Os anos 2000 ligaram. Eles querem sua câmera digital de volta

Nesta foto, cerca de 20 câmeras digitais, todas empilhadas, são fotografadas de cima. A maioria das câmeras é preta ou prateada. Um é vermelho, outro é azul e um é amarelo.

Há alguns anos, quando os acampamentos de verão começaram a proibir as telas, uma empresa chamada Camp Snap começou a vender uma câmera sem tela que as crianças podiam levar consigo. A câmera automática tinha as vibrações de uma Kodak dos anos 1990: apenas um visor, um flash e nenhuma maneira de ver as fotos até que a câmera fosse conectada a um computador.

O que a empresa não previu foi a demanda dos adultos.

“De repente, do nada, grande parte da geração Z, da geração millennial, começou a comprá-los”, disse o presidente do Camp Snap, Trevor George. “Percebemos muito rapidamente que, ok, isso vai muito além das crianças no acampamento de verão.”

Esta foto mostra uma câmera Camp Snap bege e preta segurada pelas mãos de uma mulher, que tem unhas compridas e pintadas de vermelho.

Talvez fosse apenas uma questão de tempo, depois que as crianças descoladas vestissem jeans de cintura baixa, como Britney Spears, as tendências fotográficas também mudariam. Mas eles também surgem como uma chicotada – contra a era do smartphone.

As câmeras digitais inundaram bares, casas de shows, festivais e reuniões familiares. A Canon disse à NPR que as vendas do PowerShot, seu renomado point-and-shoot, aumentaram quase sete vezes de 2022 a 2025. Camp Snap diz que suas vendas mais que dobraram no ano passado.

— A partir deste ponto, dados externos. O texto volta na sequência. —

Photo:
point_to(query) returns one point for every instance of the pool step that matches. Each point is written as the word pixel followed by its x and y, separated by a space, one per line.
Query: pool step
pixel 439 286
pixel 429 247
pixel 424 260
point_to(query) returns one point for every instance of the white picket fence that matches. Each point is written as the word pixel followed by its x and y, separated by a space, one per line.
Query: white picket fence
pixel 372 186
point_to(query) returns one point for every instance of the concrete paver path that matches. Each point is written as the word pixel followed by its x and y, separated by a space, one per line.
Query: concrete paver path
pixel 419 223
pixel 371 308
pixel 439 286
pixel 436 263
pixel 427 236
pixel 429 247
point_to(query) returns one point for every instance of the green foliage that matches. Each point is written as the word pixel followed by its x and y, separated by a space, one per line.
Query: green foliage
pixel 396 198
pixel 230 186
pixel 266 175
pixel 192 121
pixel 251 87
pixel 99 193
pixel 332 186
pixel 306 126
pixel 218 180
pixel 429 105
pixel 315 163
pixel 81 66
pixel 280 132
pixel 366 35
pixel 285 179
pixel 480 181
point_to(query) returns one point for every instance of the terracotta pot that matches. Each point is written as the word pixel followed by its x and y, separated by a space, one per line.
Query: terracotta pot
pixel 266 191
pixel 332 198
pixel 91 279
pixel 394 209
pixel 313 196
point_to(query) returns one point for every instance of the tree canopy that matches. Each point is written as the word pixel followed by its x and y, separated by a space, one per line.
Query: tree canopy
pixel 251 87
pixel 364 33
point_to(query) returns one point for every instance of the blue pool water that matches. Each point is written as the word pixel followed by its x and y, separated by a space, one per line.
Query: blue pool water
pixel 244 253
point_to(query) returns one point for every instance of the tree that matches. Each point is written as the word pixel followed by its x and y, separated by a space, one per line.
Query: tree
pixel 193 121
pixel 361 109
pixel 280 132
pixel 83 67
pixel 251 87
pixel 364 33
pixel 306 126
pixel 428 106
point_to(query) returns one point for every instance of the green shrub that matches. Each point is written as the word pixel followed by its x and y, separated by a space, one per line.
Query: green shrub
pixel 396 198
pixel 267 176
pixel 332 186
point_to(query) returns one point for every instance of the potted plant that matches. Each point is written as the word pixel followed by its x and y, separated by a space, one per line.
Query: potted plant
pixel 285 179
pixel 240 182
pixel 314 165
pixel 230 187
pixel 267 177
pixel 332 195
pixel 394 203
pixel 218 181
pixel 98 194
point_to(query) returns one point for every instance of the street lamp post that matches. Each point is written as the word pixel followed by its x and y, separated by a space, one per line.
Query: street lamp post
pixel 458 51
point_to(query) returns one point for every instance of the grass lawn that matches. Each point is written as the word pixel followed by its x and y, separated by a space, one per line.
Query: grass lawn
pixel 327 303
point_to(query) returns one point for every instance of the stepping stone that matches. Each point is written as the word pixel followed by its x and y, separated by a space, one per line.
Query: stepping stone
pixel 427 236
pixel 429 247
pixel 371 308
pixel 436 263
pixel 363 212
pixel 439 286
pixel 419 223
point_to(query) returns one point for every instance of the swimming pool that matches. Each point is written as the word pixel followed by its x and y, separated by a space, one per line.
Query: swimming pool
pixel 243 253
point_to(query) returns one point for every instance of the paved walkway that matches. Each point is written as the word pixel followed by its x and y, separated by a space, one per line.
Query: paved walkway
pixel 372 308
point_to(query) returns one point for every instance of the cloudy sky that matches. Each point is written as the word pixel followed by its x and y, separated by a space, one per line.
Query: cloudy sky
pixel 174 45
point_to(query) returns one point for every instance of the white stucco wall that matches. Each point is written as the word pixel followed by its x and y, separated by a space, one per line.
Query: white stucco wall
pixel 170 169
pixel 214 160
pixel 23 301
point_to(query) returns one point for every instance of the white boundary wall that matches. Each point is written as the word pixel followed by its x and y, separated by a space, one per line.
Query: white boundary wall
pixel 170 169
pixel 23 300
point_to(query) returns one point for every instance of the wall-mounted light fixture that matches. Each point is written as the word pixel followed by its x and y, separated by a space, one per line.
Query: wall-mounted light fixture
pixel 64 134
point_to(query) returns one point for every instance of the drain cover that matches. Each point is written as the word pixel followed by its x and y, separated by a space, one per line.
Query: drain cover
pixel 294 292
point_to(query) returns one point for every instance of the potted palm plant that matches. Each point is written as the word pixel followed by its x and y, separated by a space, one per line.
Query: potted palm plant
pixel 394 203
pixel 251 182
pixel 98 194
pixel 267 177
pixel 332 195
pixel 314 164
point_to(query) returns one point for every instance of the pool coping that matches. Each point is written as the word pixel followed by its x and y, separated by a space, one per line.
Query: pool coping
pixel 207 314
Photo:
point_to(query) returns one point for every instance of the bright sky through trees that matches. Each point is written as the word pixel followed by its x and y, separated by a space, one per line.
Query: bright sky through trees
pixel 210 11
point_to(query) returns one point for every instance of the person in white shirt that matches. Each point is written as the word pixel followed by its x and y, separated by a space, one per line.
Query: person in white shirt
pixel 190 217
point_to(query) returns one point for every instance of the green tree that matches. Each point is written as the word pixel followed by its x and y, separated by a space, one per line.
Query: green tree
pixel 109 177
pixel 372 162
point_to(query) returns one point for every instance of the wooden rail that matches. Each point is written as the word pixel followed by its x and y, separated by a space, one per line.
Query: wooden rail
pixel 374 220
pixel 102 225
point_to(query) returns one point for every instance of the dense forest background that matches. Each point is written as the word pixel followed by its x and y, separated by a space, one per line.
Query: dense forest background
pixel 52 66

No ano passado, Camp Snap também lançou uma filmadora retrô sem tela, que apareceu nas mãos de celebridades como Selena Gomez e Joe Jonas. Um foi visto no casamento de Taylor Swift.

Um novo olhar no mar de fotos de smartphones

Jaden Williams, 16 anos, aprendeu a apontar e disparar pela primeira vez em sua aula do anuário. As fotos “pareciam mais genuínas”, diz ele. Logo, ele estava notando câmeras digitais em todo o TikTok e entre amigos. No mês passado, ele solicitou – e recebeu – um de aniversário. Ele o usa junto com seu telefone.

A foto à esquerda é uma selfie de Jaden Williams, de 16 anos. A foto à direita mostra a parte traseira de sua câmera digital Canon vermelha, que exibe uma foto de seu cachorro, Chase.

“Se estou prestes a tirar fotos de comida ou algo assim, posso usar meu telefone”, diz Williams, da Carolina do Norte. “Mas se eu estiver com amigos ou em uma festa, posso usar a câmera para ter uma vibração mais calorosa.”

É difícil confundir a foto digital da virada do milênio: um pouco granulada, às vezes confusa, superexposta no centro com um flash ofuscante, muitas vezes marcado com a data em vermelho ou laranja. Uma névoa nostálgica dá às fotos a sensação de uma memória instantânea.

“O brilho e também a nitidez da foto – mas ter aquele desfoque e granulação adicionados de alguma forma – faz com que as fotos pareçam muito lisonjeiras”, diz Katie Coyne, 24 anos, de Nova York.

Ela comprou uma câmera digital para um safári de férias, mas recentemente a emprestou para sua irmã mais nova, Gwen Coyne, que mora na Filadélfia. Ambos acham o desfoque vintage refrescante no mar de fotos hipernítidas de smartphones.

A foto da câmera digital à esquerda mostra palmeiras contra um céu azul na República Dominicana. A foto do meio da câmera digital mostra Gwen Coyne usando um vestido branco curto sem alças e óculos escuros. A foto da câmera digital à direita mostra cinco taças de vinho, cada uma com uma pequena quantidade de vinho, sobre uma mesa ao ar livre, com uma paisagem montanhosa sul-africana ao fundo.

“Eu sinto que as câmeras do iPhone parecem tão… às vezes parecem um pouco reais demais”, diz Gwen. Recentemente, ela trouxe a câmera digital em uma viagem, onde fotografou palmeiras contra o céu e o oceano. “E eu realmente não sei como colocar isso em palavras, mas deu uma vibe de férias.”